MaxIdleConns should usually match MaxOpenConns. If idle connections are constantly being closed and reopened, you pay the TCP handshake cost on every query.
ConnMaxLifetime prevents stale connections after a database failover. Without it, your app can hold connections to a node that’s no longer primary.

For write-heavy paths, batch inserts inside a transaction. The round-trip cost of individual inserts adds up fast. We had a service doing 500 individual inserts per batch. Wrapping them in a transaction with a multi-value INSERT cut that path from 2 seconds to 80 milliseconds.

Runtime Knobs

A few runtime settings worth knowing:

GOMAXPROCS — should match available CPU cores. In containers, this defaults to the host CPU count, not your cgroup limit.
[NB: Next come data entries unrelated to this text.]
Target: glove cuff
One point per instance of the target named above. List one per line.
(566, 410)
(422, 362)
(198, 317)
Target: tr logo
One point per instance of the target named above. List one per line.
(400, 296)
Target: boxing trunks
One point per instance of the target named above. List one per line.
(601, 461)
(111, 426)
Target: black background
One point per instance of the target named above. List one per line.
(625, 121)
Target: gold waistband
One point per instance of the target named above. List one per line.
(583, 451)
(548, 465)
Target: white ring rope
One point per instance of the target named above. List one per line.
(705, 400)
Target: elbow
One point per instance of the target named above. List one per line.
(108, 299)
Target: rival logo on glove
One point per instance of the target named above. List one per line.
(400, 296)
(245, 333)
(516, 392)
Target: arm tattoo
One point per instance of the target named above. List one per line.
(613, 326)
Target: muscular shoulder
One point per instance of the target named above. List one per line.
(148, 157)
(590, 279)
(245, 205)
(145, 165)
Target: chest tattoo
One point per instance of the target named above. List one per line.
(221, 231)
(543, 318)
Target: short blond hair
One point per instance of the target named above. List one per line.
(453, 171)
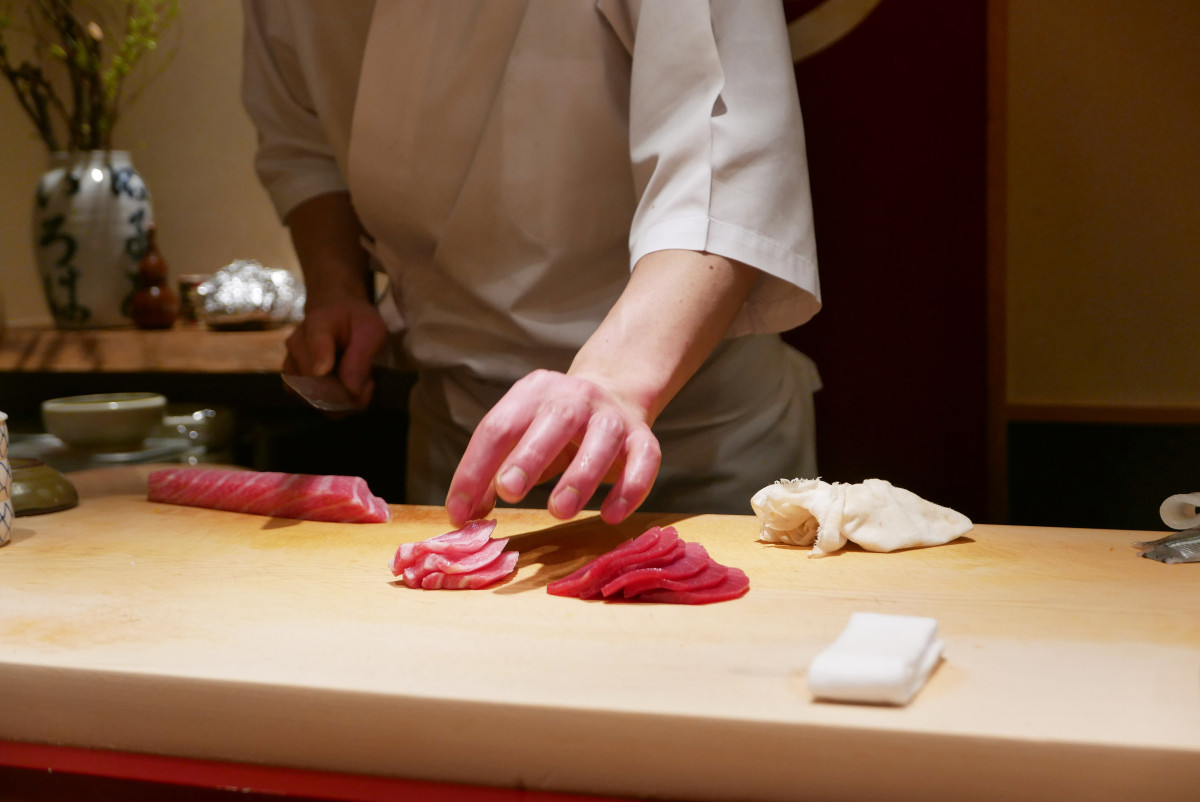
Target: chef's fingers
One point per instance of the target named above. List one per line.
(553, 426)
(642, 459)
(365, 336)
(601, 446)
(472, 490)
(299, 360)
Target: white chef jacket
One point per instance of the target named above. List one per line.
(511, 160)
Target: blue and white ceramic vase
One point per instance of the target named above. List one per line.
(90, 223)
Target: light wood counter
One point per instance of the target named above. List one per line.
(1071, 668)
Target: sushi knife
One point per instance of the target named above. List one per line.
(325, 393)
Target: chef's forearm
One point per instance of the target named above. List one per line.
(327, 234)
(671, 316)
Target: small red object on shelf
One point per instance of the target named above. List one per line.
(155, 305)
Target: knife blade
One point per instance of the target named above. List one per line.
(325, 393)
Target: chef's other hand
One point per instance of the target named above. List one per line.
(343, 334)
(552, 423)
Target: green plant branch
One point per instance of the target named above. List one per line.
(75, 37)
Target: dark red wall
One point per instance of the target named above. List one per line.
(895, 126)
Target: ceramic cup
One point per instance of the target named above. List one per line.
(6, 513)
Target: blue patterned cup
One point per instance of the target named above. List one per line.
(6, 513)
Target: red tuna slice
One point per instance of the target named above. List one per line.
(735, 584)
(460, 543)
(437, 563)
(670, 549)
(343, 500)
(684, 566)
(580, 578)
(480, 578)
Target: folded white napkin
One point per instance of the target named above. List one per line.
(1180, 512)
(879, 659)
(875, 514)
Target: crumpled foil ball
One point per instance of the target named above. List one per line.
(247, 295)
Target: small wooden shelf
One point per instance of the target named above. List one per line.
(181, 349)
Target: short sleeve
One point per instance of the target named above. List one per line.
(294, 159)
(717, 142)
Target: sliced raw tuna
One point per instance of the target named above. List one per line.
(466, 558)
(735, 584)
(460, 563)
(346, 500)
(667, 550)
(681, 570)
(587, 581)
(460, 543)
(478, 579)
(654, 567)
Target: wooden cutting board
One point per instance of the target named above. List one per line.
(1072, 666)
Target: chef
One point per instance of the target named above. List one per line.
(594, 220)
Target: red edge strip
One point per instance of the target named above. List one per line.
(261, 779)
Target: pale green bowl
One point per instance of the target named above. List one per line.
(109, 422)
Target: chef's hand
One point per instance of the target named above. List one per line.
(342, 334)
(342, 330)
(555, 423)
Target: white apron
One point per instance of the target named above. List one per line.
(490, 160)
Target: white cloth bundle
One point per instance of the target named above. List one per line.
(877, 659)
(875, 514)
(1180, 512)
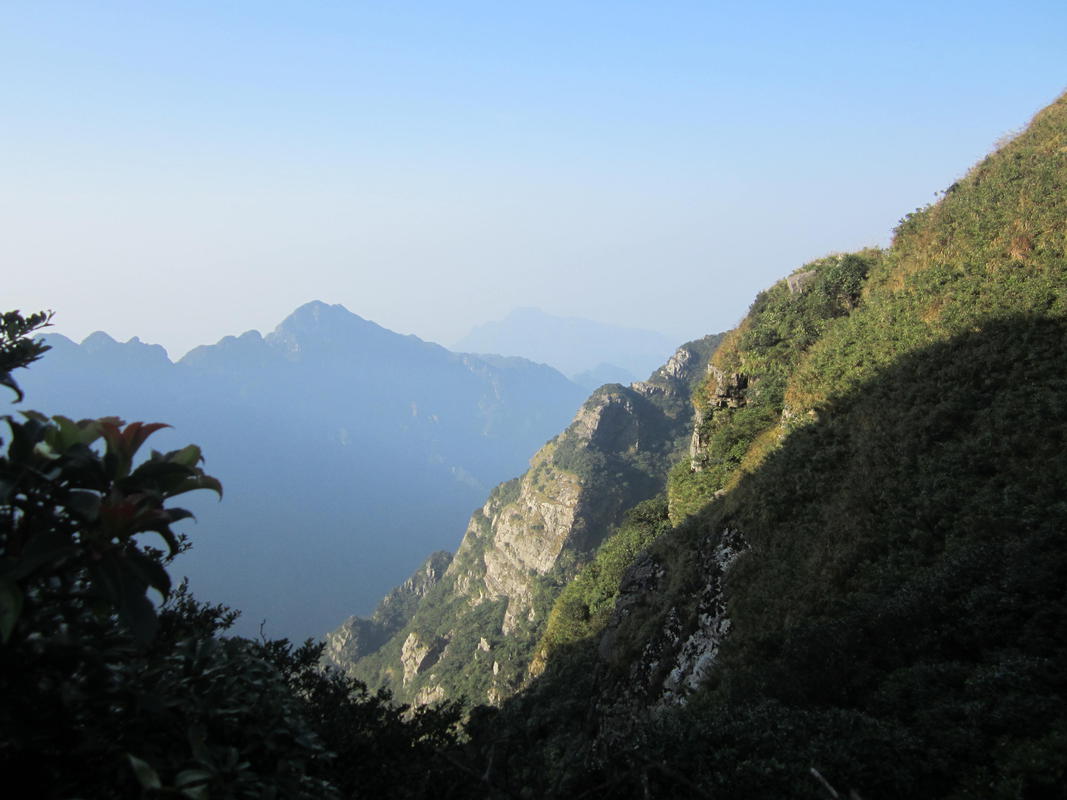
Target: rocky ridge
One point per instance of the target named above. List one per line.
(475, 632)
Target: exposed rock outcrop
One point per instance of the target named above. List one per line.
(357, 637)
(534, 532)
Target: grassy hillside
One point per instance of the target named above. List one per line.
(884, 437)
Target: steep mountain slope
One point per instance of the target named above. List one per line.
(348, 451)
(474, 634)
(864, 574)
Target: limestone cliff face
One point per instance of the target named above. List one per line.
(357, 636)
(474, 634)
(679, 653)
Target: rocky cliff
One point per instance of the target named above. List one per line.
(474, 633)
(857, 581)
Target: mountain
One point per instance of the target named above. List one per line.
(851, 584)
(347, 451)
(528, 540)
(572, 346)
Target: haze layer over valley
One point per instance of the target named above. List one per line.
(347, 451)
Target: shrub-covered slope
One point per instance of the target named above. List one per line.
(865, 571)
(474, 633)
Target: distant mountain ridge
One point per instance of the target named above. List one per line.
(572, 345)
(347, 451)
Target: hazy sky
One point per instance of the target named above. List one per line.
(181, 171)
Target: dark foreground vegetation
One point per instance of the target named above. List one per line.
(881, 450)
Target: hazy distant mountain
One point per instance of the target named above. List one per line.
(569, 344)
(593, 379)
(347, 451)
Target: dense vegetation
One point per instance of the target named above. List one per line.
(881, 448)
(107, 697)
(892, 451)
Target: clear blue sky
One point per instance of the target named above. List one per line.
(181, 171)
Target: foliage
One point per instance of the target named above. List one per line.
(17, 349)
(106, 696)
(586, 602)
(897, 622)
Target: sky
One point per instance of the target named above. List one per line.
(182, 171)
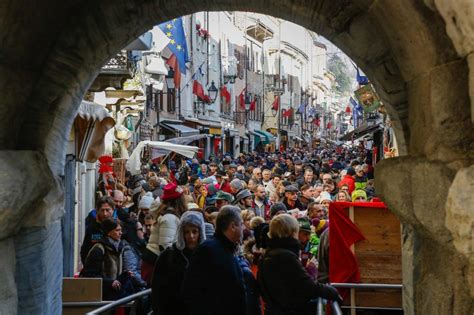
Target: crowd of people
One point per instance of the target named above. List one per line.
(221, 236)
Use uber-go/automaxprocs to fix it automatically.
GOGC — controls GC aggressiveness. Default is 100 (GC triggers when heap doubles). For latency-sensitive services with enough memory, bumping this to 200 or higher reduces GC frequency at the cost of higher memory use.
runtime/pprof and expvar — lightweight runtime visibility. Expose goroutine count, heap size, and request latency. Trends matter more than snapshots.

Benchmarks: Trust Numbers, Not Feelings

Go has built-in benchmarking. Use it.

func BenchmarkProcess(b *testing.B) {
    input := generateInput()
    b.ResetTimer()
    for i := 0; i < b.N; i++ {
        process(input)
    }
}

go test -bench=. -benchmem -count=5 ./...

The -benchmem flag is crucial. It shows allocations per operation. And -count=5 gives you enough samples for benchstat to tell you whether a change is real or noise.

go get golang.org/x/perf/cmd/benchstat
benchstat old.txt new.txt

I’ve been fooled by benchmark improvements that turned out to be within noise. benchstat keeps you honest.

What It Comes Down To

Performance work in Go isn’t glamorous. It’s running pprof, staring at flame graphs, moving allocations to the stack, tuning pool sizes, and setting timeouts that should have been set from the start. But the payoff is real. We run services at the fintech startup that handle significant traffic on modest infrastructure, and most of the wins came from the patterns above. Not clever algorithms. Not exotic data structures. Just the basics, applied consistently.